The increasing use of IP-based networks and online services is giving rise to security concerns at airlines, according to airline industry IT body SITA.
A SITA survey of 152 airlines claimed that migration to IP-enabled networks, the expanded use of Internet-facing self-service systems, and an increase in passenger numbers have all contributed to security concerns among airlines.
In addition, 74 percent of respondents said that migration to IP-based networks had also increased exposure to security breaches.
While only just over half of the airlines surveyed in the SITA 2007 Airline IT Trends Survey currently offer check-in over the Web, 89 percent expect to offer it within the next two years.

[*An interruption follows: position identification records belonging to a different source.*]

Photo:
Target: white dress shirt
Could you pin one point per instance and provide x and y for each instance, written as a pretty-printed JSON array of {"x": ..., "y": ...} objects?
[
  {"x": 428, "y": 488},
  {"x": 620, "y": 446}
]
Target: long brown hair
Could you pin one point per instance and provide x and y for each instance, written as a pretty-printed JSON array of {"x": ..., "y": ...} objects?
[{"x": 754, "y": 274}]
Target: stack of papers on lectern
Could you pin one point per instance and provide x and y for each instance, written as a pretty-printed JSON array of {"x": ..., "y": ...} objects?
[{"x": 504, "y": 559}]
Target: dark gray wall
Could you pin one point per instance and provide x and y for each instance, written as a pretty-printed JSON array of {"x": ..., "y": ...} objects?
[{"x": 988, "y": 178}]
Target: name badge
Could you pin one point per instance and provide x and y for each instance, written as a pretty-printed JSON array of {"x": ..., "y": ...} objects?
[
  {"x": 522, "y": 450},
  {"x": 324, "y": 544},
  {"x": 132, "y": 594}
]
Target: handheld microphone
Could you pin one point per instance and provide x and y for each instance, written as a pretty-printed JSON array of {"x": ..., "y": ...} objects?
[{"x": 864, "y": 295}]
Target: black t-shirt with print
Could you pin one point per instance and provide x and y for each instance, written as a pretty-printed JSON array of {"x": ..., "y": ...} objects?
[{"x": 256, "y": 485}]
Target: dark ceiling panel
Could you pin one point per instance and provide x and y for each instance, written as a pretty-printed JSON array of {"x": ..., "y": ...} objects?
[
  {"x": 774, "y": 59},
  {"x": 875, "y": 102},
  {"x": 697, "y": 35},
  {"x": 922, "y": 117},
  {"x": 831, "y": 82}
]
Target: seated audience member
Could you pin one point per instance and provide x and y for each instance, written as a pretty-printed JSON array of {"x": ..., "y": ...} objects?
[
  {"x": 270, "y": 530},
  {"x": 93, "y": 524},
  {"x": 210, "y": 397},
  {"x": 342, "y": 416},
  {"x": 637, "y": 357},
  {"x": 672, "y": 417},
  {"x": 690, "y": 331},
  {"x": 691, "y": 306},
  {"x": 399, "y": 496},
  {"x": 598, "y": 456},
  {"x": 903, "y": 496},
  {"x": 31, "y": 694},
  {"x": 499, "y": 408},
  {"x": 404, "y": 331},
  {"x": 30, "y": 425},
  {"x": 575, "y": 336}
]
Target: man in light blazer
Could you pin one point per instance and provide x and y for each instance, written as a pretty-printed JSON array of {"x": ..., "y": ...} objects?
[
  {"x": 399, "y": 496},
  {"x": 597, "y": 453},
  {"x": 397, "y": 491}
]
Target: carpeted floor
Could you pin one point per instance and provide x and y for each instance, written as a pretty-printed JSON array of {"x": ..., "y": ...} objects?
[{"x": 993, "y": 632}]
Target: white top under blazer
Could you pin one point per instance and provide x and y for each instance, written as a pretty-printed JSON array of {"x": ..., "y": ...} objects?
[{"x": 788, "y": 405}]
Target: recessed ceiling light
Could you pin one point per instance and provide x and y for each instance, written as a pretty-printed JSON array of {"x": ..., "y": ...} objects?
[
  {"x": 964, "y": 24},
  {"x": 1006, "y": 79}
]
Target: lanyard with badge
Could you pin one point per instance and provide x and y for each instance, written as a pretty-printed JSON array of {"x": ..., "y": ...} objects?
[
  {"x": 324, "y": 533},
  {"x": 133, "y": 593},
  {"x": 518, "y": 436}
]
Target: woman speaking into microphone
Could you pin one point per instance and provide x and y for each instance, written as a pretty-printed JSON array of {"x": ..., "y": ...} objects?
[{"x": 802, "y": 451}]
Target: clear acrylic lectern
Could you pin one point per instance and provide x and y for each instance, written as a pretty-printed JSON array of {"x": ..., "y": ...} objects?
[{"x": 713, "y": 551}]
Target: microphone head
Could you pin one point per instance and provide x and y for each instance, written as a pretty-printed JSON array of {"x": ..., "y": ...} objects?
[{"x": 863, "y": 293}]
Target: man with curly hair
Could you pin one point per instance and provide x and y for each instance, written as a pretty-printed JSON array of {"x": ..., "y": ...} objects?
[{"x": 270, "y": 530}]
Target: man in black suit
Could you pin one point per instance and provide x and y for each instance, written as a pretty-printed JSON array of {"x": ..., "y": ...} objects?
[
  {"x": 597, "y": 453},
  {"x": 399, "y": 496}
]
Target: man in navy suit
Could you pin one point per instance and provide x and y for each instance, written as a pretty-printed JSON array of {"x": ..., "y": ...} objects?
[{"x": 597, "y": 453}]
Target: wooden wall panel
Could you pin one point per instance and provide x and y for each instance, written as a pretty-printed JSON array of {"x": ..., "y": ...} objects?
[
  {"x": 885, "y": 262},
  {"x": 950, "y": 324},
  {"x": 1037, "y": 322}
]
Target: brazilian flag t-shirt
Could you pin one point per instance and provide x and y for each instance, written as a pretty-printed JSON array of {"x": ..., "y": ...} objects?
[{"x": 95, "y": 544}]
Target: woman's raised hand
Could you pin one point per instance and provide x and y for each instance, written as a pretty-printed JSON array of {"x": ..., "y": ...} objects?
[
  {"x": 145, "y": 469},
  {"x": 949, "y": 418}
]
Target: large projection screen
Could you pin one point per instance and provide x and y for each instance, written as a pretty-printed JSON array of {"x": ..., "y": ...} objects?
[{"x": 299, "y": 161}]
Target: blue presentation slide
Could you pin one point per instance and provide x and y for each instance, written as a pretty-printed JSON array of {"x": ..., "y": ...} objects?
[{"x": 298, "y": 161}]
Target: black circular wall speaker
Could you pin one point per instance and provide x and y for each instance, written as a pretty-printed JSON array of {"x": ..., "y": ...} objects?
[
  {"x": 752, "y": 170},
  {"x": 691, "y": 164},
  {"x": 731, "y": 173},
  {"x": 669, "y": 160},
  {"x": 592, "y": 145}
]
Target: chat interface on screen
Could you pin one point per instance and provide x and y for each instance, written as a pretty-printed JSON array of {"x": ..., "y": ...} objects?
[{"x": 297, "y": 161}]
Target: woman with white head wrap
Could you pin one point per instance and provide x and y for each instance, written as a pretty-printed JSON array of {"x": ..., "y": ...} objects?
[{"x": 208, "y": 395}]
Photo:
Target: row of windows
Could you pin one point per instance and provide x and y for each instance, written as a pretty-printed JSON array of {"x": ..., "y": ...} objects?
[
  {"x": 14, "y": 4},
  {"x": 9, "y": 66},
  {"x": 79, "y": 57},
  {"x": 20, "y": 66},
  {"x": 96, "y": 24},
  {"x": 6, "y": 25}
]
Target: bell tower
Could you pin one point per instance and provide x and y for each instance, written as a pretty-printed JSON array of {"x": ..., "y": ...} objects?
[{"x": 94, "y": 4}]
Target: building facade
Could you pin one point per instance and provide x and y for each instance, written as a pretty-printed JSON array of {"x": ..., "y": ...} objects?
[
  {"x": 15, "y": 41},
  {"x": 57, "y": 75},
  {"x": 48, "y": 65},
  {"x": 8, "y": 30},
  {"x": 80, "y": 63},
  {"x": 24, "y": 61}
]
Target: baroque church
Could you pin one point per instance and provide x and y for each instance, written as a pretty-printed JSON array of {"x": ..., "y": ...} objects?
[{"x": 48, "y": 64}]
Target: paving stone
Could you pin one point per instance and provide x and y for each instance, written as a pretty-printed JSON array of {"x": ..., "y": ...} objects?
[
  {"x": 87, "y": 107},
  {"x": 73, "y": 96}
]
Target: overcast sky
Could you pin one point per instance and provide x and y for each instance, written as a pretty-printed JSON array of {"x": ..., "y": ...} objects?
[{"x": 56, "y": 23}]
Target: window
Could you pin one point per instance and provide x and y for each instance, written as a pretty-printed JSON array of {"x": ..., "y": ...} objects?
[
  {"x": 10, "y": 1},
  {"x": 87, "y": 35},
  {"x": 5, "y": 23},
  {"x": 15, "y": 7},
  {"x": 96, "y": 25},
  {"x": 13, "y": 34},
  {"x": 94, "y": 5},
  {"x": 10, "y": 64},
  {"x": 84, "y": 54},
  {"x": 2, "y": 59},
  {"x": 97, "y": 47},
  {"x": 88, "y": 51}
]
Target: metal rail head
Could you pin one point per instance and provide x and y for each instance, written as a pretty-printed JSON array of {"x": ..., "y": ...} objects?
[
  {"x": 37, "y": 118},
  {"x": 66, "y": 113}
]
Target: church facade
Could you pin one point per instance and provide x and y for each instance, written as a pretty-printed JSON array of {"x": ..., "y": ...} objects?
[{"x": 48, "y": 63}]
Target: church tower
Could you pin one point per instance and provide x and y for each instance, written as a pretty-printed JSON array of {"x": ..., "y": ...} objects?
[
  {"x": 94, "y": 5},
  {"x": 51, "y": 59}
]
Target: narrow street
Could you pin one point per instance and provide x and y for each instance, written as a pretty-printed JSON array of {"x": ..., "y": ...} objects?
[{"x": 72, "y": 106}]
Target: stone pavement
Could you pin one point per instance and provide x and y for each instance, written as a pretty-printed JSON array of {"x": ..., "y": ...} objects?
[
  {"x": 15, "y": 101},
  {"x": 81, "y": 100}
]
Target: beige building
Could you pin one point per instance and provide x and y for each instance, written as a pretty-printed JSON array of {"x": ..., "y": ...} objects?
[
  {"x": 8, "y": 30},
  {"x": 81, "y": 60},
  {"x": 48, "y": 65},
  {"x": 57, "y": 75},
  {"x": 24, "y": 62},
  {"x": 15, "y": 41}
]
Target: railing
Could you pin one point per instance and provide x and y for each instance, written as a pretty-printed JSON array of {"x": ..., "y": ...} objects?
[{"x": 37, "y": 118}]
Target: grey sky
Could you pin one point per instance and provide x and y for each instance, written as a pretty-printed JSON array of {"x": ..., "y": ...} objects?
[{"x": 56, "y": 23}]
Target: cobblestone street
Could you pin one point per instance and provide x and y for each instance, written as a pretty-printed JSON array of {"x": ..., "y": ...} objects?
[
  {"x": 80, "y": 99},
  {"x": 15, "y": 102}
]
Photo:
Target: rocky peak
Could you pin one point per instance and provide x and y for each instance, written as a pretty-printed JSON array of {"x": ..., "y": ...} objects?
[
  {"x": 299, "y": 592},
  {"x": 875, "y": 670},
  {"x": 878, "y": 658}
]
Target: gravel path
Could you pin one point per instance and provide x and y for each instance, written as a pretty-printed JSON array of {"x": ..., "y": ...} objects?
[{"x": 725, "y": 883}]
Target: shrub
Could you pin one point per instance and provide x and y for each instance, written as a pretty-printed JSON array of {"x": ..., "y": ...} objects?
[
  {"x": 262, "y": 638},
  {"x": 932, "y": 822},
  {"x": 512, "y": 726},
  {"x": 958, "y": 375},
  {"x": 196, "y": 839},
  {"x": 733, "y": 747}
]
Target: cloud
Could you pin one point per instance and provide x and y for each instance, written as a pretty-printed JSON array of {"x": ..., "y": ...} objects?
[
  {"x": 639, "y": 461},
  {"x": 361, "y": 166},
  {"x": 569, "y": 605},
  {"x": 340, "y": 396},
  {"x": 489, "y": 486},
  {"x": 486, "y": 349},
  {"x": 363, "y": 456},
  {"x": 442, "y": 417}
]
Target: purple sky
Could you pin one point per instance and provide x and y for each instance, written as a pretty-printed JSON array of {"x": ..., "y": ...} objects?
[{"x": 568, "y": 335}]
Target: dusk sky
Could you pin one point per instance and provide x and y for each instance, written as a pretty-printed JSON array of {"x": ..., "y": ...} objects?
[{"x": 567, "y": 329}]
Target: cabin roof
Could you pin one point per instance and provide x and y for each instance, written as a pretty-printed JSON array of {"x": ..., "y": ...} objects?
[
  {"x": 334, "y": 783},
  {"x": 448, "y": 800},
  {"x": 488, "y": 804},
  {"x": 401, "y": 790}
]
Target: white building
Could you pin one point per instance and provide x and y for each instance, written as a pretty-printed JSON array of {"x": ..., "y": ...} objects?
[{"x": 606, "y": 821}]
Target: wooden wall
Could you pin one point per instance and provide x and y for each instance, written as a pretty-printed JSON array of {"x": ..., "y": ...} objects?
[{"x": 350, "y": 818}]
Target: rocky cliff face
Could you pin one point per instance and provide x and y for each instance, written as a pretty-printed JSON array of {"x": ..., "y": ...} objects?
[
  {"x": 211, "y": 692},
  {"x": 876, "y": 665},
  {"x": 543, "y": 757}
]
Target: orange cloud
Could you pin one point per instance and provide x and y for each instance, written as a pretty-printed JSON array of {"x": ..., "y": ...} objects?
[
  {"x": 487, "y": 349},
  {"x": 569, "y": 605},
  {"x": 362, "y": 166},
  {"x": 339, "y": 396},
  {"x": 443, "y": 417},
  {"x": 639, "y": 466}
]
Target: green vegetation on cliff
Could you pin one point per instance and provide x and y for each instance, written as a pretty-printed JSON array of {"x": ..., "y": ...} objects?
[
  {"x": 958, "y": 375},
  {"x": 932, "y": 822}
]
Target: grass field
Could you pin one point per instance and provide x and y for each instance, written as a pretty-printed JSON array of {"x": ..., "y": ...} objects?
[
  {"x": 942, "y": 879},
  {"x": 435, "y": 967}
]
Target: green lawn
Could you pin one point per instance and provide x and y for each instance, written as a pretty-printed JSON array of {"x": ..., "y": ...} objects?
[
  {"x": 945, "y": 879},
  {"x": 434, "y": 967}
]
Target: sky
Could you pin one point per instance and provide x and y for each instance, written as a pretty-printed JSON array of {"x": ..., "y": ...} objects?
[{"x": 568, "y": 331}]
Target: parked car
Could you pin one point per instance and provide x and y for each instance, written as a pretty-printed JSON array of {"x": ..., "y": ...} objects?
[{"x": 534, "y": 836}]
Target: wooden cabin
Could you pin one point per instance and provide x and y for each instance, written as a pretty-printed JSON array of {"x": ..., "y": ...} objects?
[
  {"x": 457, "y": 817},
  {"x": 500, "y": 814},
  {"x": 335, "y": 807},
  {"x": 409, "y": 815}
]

By then, 52 percent of airlines are planning to offer self-boarding services and 76 percent plan to implement mobile phone check-in services.
"Each of these services adds new layers to the physical and IT security equation, increases security risks and poses the challenge to deliver secure services in a fast and efficient manner," the survey stated.
This survey follows the US Federal Aviation Administration (FAA) airing fears in January that Boeing's 787 Dreamliner computer systems could be hacked by passengers due to a lack of isolation between navigation systems and entertainment systems -- including Internet services offered to passengers.
According to the FAA this connectivity could result in security vulnerabilities from intentional or unintentional corruption of data and systems critical to the safety and maintenance of the airplane.
The FAA outlined special conditions regarding the design of the 787's computer networks that Boeing must meet before the aircraft can be used commercially.